Five specific plans: 1. Invest more into the Buffalo-Niagara Medical Campus in order to stimulate “futuristic” job creation, and to make sure that the intellectual properties from local research are also manufactured locally. 2. Work towards getting the new Peace Bridge built by “putting the prestige and authority of the county executive’s office behind (the effort).” 3. “Deeply involve” the county in waterfront development. 4. Restore the county hotel bed tax to promoting cultural tourism. 5. Create a county-wide demolition fund to help the city with its 10,000 vacant structures, as well as to address the increasing number of vacant buildings in the suburbs (Cheektowaga, for instance, has nearly 800 empty houses).

Will the county look to merge services with the city? “Yes, but we need to take a bottom-up approach. We need to gain the suburbs’ confidence, not shove it down their throats.” Keane believes that any mergers must result in savings and efficiencies, he’s not interested in window dressing. “I would start with the innocuous services like water and sewer.” He also mentioned combining the parks later on.

How should ECMC and Kaleida respond to the report by the Berger Commission? “Keep negotiating. I don’t think they need any outside interference,” Keane says, referring to the Berger Commission. We can’t lose either of the hospitals, he says. “Kaleida represents 65 percent of our healthcare system…ECMC is too important to that neighborhood.” Another concern he has with the Berger Commission is the number of emergency rooms it proposes to close, including St. Joseph’s and Gates Circle. He said local ERs are already understaffed, and if those ones close, 65,000 emergency calls will go unanswered.

How, specifically, would he bring fiscal stability to the county? 1. Don’t raise taxes; 2. ErieSmart, which is the same performance-based budgeting program that Clark mentions. It is similar to CitiStat, should cost ~$200,000 to launch and ~$100,000 annually to run it, but Keane believes it will identify millions in cost savings; 3. Reduce the county’s annual debt service to Gorski-era levels, and establish a “pay-as-you-go” fund to pay for capital projects debt-free; 4. Identify innovative money saving ideas that can be tested through governor-approved demonstration projects, like individualized (rather than standard) job training within Social Services. He cites the Medicaid Managed Care system that the Gorski administration created, and which is now a proven money saver that’s been adopted by “every county in the state.”

Should the county dedicate a portion of its property tax to funding cultural organizations? “I’m for it.” (Keane’s shortest answer, by far.)

His opinion on the state’s offer to take over the county’s Medicaid bill in exchange for 1.4 percent of sales tax revenue into the foreseeable future?
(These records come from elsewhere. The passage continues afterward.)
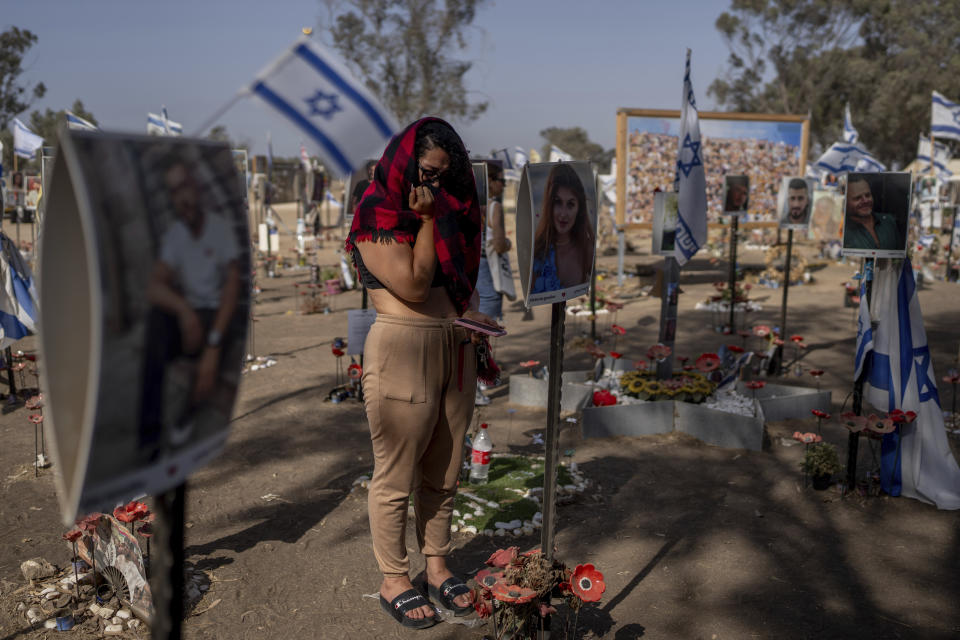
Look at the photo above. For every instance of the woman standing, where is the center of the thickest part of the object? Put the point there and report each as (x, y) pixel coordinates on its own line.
(563, 243)
(415, 241)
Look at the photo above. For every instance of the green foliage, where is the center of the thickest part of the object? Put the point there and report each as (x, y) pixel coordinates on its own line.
(813, 56)
(576, 142)
(403, 50)
(820, 459)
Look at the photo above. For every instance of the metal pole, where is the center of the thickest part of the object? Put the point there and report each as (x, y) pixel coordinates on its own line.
(167, 566)
(553, 430)
(786, 286)
(668, 314)
(734, 225)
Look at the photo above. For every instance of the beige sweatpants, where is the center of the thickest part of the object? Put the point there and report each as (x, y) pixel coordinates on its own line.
(419, 380)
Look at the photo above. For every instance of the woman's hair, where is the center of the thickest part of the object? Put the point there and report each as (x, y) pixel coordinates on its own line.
(458, 178)
(563, 175)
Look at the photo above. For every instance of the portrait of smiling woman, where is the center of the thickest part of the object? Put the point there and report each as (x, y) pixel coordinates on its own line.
(564, 239)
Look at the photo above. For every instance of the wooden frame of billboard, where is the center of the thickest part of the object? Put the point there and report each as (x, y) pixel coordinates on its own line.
(624, 113)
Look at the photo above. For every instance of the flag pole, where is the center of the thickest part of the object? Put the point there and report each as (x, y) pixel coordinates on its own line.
(209, 122)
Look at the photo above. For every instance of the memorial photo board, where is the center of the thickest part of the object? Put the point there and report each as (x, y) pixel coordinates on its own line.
(876, 209)
(145, 263)
(556, 231)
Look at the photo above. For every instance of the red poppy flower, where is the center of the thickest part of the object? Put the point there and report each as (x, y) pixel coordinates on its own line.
(707, 362)
(73, 535)
(502, 557)
(761, 330)
(603, 398)
(587, 583)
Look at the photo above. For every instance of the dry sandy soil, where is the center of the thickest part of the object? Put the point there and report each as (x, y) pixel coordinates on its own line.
(695, 541)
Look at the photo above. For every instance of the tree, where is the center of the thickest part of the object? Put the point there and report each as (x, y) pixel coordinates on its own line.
(814, 56)
(576, 142)
(402, 50)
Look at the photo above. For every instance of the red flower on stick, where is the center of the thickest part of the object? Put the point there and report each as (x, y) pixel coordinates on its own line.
(708, 362)
(587, 583)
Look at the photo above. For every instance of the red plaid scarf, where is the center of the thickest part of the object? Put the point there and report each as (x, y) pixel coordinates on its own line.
(383, 215)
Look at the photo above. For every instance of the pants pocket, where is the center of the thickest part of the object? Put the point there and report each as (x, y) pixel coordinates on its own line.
(403, 372)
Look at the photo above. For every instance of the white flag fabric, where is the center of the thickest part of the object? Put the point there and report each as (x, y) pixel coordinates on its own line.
(76, 122)
(945, 118)
(690, 182)
(900, 376)
(850, 134)
(559, 155)
(25, 142)
(940, 155)
(313, 90)
(161, 125)
(843, 157)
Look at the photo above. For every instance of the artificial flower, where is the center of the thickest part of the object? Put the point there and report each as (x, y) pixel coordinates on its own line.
(587, 583)
(708, 362)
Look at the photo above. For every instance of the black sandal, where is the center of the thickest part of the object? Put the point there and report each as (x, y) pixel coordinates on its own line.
(408, 601)
(447, 591)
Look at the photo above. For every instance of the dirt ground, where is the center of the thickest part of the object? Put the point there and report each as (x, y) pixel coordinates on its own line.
(694, 541)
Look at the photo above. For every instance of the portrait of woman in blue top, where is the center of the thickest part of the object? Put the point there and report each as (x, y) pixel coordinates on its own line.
(563, 242)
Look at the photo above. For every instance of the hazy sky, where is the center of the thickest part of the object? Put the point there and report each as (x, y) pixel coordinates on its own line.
(540, 63)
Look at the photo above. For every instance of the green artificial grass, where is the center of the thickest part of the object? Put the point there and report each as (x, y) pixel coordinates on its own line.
(508, 479)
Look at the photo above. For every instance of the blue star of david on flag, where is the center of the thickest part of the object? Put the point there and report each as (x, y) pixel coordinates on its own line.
(323, 104)
(695, 161)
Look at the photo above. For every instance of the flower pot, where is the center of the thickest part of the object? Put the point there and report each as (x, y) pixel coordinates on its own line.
(822, 482)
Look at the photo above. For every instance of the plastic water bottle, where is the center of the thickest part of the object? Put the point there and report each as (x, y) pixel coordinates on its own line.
(480, 457)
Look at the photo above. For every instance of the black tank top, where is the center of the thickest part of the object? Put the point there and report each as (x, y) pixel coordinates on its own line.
(370, 281)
Keane thinks it’s a “close call,” but he initially leans toward letting the state take over the Medicaid costs if it will “keep New York State out of the county’s hair.”

How would he reform hiring practices to do away with patronage? “I’ve never created a patronage job…ever.” He goes on to say that he’ll simply hire dedicated, qualified people. “I’m not going to commit to national searches, though. I think we’ve got talent right here in Western New York. It’ll be merit-based, credential-based and I’ll hold them accountable. Also, I want them to share my working class values.”

Regarding his Common Council record, which has been labeled “anti-African American”: Keane says the Common Council tried to enact a Martin Luther King, Jr. holiday by passing a resolution telling the mayor to give everybody the day off, a resolution that is completely unenforcable by law. That’s why he voted against it, and instead went to the unions with James Pitts, George Arthur and David Collins to negotiate the holiday, the only legal way to create it. They merged Lincoln and Washington’s birthdays into Presidents’ Day, and created the MLK holiday. He further says that he supported George Arthur for mayor, a claim that Arthur himself agrees with. He says he only voted against James Pitts for majority leader once, and voted for him every other time. “You can look at a record of 10,000 votes and take one or two of them and make somebody look like something they’re not. That’s what they’re doing here.”